Challenging CMS sampling procedures

Until recently, few attorneys had litigated cases that challenged the sampling procedures used by the Centers for Medicare & Medicaid Services (CMS), says Lester Perling, a health care attorney with Broad & Cassel in Tampa, FL. "That has changed now," he says. "It has received a lot of attention inside the government, and a lot more attorneys have raised these issues in overpayment and False Claims cases where it is appropriate."

According to Perling, the courts repeatedly have ruled that sampling itself is not a due-process violation. "The issue is whether it is done correctly or incorrectly." He says the legal argument associated with sampling is very straightforward: If the sampling is not done in accordance with government policy or generally accepted statistical processes, it is a due-process violation.

However, even as overpayment assessments continue to surge, many providers have yet to learn how to respond effectively to CMS’ aggressive audit and post-payment reviews of provider claims.

Perling says this issue first will arise when the government audit is initiated and the government asks for a sample of a certain number of claims. "That, theoretically, is your first opportunity to intervene in the sampling process before you even get to an appeal," he says.

If the government does not do that job correctly, Perling says there are several opportunities to challenge what it has done. The first is informally negotiating with the carrier, intermediary, or Department of Justice regarding the sampling procedures when the overpayment is received. While Perling says he does this routinely, he adds that most carriers and CMS itself often do not want to hear these arguments.

The first formal opportunity to challenge the sample procedure is at the fair-hearing level if it deals with Part B claims, and the reconsideration level if it deals with Part A claims. However, Perling says his experience is that providers rarely win these arguments at this juncture. The hearing officers are employees or independent contractors of the carriers, he notes.

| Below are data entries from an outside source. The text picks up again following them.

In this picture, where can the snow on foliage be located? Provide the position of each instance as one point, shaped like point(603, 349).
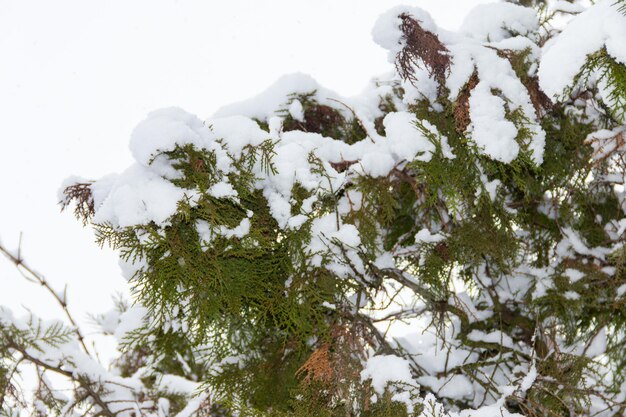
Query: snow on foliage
point(447, 243)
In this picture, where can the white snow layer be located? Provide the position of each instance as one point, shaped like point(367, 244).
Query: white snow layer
point(601, 25)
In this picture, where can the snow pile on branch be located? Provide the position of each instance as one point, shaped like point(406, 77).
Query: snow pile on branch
point(600, 26)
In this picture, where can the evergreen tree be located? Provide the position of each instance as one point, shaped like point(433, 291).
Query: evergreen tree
point(450, 243)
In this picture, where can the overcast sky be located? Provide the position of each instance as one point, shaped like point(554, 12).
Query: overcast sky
point(77, 75)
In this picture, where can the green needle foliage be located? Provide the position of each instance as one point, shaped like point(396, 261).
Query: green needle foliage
point(499, 284)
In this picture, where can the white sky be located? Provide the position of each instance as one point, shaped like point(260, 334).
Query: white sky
point(77, 75)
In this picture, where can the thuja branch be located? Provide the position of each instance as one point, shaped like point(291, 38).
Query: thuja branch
point(31, 275)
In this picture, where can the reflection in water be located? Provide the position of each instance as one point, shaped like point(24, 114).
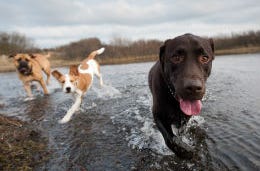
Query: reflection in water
point(114, 129)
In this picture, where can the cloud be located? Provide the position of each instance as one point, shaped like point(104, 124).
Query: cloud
point(55, 22)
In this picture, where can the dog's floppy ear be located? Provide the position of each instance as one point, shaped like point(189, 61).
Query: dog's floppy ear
point(211, 42)
point(11, 55)
point(56, 74)
point(32, 55)
point(74, 70)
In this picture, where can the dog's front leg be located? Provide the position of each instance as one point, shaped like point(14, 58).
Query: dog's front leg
point(27, 87)
point(72, 110)
point(43, 86)
point(172, 141)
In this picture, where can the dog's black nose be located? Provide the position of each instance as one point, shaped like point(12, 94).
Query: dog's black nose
point(68, 89)
point(193, 86)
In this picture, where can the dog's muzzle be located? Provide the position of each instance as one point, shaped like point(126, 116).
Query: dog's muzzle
point(23, 68)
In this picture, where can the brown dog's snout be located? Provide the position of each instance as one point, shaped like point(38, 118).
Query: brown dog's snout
point(23, 64)
point(68, 89)
point(193, 86)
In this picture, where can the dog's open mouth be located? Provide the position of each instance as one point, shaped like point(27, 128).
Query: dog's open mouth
point(190, 107)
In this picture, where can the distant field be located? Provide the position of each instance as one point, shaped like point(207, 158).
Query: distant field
point(6, 64)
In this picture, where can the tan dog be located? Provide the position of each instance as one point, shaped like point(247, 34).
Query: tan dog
point(79, 80)
point(29, 68)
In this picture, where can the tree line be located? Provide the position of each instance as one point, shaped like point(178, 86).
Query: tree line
point(118, 47)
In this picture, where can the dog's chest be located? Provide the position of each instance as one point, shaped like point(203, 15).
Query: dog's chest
point(90, 70)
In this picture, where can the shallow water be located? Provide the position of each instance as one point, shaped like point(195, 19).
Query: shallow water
point(114, 128)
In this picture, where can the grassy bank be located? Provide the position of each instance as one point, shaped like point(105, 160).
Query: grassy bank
point(21, 147)
point(6, 64)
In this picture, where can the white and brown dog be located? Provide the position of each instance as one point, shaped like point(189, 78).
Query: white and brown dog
point(79, 80)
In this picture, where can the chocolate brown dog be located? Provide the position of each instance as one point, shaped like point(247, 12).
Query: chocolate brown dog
point(29, 68)
point(177, 83)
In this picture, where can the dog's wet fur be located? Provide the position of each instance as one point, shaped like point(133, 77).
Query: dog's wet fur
point(180, 73)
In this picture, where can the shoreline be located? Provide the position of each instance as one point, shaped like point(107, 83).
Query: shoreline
point(6, 64)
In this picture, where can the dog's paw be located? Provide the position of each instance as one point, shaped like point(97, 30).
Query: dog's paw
point(182, 149)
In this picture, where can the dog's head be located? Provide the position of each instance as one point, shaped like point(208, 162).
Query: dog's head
point(186, 63)
point(68, 81)
point(23, 62)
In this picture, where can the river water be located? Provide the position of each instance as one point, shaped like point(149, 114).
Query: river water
point(114, 128)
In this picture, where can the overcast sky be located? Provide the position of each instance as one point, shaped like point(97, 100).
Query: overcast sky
point(55, 22)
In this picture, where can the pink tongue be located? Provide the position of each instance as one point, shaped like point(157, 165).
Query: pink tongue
point(190, 107)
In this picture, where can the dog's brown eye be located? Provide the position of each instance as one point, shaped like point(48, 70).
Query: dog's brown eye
point(204, 59)
point(177, 59)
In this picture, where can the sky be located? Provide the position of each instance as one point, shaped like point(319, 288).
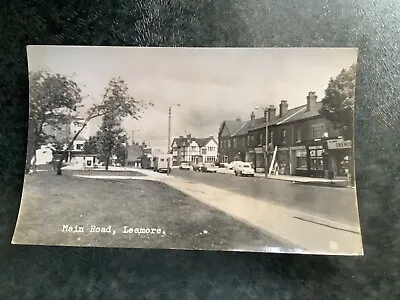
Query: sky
point(210, 84)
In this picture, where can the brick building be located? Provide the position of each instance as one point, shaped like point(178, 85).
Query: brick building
point(306, 143)
point(193, 150)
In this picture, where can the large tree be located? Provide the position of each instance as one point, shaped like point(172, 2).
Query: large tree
point(117, 104)
point(52, 99)
point(91, 146)
point(110, 135)
point(338, 102)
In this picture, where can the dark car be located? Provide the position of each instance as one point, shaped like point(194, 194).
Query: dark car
point(197, 167)
point(209, 168)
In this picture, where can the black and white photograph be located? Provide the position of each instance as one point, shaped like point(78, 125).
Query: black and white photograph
point(224, 149)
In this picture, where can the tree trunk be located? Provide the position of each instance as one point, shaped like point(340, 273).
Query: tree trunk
point(65, 152)
point(108, 159)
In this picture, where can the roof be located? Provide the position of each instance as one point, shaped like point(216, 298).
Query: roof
point(186, 141)
point(295, 114)
point(134, 152)
point(234, 125)
point(247, 126)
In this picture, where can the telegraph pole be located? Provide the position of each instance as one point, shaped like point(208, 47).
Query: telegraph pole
point(169, 137)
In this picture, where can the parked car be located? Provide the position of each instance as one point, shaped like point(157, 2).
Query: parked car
point(244, 169)
point(197, 167)
point(184, 166)
point(209, 168)
point(234, 164)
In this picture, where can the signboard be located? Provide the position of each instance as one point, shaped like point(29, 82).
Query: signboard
point(315, 147)
point(258, 150)
point(298, 148)
point(339, 144)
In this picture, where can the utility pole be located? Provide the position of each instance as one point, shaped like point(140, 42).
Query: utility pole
point(266, 117)
point(169, 137)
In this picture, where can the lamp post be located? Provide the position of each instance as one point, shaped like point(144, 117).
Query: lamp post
point(265, 109)
point(169, 136)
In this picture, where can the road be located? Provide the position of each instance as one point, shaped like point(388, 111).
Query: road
point(336, 204)
point(49, 202)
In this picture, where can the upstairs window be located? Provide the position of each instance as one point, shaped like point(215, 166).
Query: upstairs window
point(283, 136)
point(317, 131)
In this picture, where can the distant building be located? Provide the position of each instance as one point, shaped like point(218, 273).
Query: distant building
point(135, 153)
point(194, 150)
point(306, 143)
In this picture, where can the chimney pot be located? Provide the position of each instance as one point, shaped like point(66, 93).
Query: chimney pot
point(283, 108)
point(252, 118)
point(311, 100)
point(271, 112)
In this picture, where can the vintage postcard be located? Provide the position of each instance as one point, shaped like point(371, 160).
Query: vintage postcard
point(228, 149)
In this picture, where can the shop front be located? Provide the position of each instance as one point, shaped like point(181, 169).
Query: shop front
point(282, 161)
point(259, 161)
point(340, 154)
point(309, 159)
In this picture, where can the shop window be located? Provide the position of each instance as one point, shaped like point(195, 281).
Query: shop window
point(298, 134)
point(301, 159)
point(318, 131)
point(283, 136)
point(316, 160)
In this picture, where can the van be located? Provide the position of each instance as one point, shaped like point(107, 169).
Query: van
point(161, 163)
point(244, 169)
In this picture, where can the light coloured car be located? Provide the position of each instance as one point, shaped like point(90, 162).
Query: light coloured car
point(184, 166)
point(197, 167)
point(244, 169)
point(234, 164)
point(209, 168)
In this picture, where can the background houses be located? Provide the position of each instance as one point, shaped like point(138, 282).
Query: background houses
point(307, 143)
point(194, 150)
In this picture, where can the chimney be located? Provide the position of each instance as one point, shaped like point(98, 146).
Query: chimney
point(271, 112)
point(252, 118)
point(311, 100)
point(283, 108)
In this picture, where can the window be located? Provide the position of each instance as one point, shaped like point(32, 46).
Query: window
point(298, 134)
point(283, 136)
point(316, 159)
point(301, 161)
point(318, 131)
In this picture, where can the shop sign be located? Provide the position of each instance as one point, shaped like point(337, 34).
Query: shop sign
point(339, 144)
point(298, 148)
point(258, 150)
point(315, 147)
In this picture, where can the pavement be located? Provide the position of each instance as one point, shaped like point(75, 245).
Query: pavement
point(50, 202)
point(307, 231)
point(294, 179)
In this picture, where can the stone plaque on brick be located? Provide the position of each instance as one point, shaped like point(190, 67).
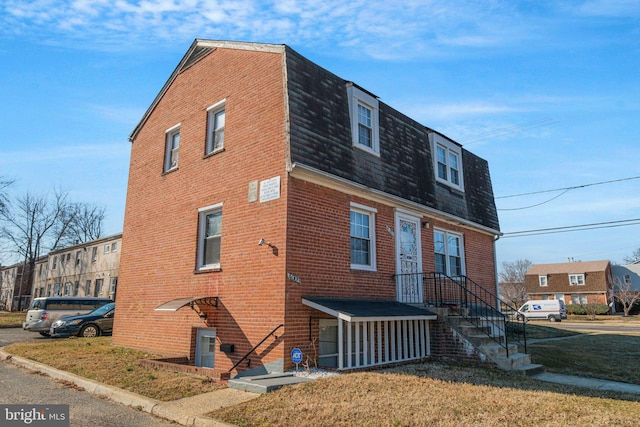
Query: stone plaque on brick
point(253, 191)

They often say they do not have jurisdiction to hear the case, and if they do hear the case, he says, they typically will rely on what their own in-house statistician tells them.

"That is going to be even more of a waste of time than at the fair-hearing level, because the reconsideration process typically looks at it on a claim-by-claim basis as opposed to an aggregate basis," he explains.

According to Perling, the fair-hearing level can be a steppingstone to a challenge at the administrative law judge (ALJ) level. However, most providers choose to make a summary challenge at the fair-hearing level rather than a full challenge because the chances of success are not that great.

"Where the rubber hits the road in this process is at the ALJ level," Perling asserts. At that stage, providers must determine their strategy on how to proceed, including whether to use an outside expert. "As a practical matter, that is not always necessary," he argues. "We have actually won quite a few cases at the ALJ level submitting only a legal brief on the issue."

Perling says he did that by arguing that the sampling guideline appendix or the program integrity manual required that the fiscal intermediary or carrier did not take all the required steps or cannot document that those steps were taken.

In larger cases, it usually makes sense to hire an expert, says Perling. In those cases, it is more likely that the ALJ will call its own expert. However, he says it is his experience that if providers do no hire an expert, the other side will not call one either. "From a strategy perspective, that is something to think about," he says.

As part of the ALJ process, Perling requests all of the documents the carrier or intermediary should have related to these cases. In several recent cases, the carrier has responded that a critical document could not be provided. Afterward, the extrapolation was withdrawn, and the overpayment demand was reduced.

The ALJ often has had to issue a subpoena to bring that about, he adds. "That certainly advises that in these cases, you always request a subpoena for documentation when you don’t get it voluntarily from the carrier," he says.

The next level of appeal after the ALJ is the Medicare Appeals Counsel, which Perling says has been fairly sensitive to the sampling issue. "They will reverse ALJs if they get it wrong," he says. This process, however, take years to complete.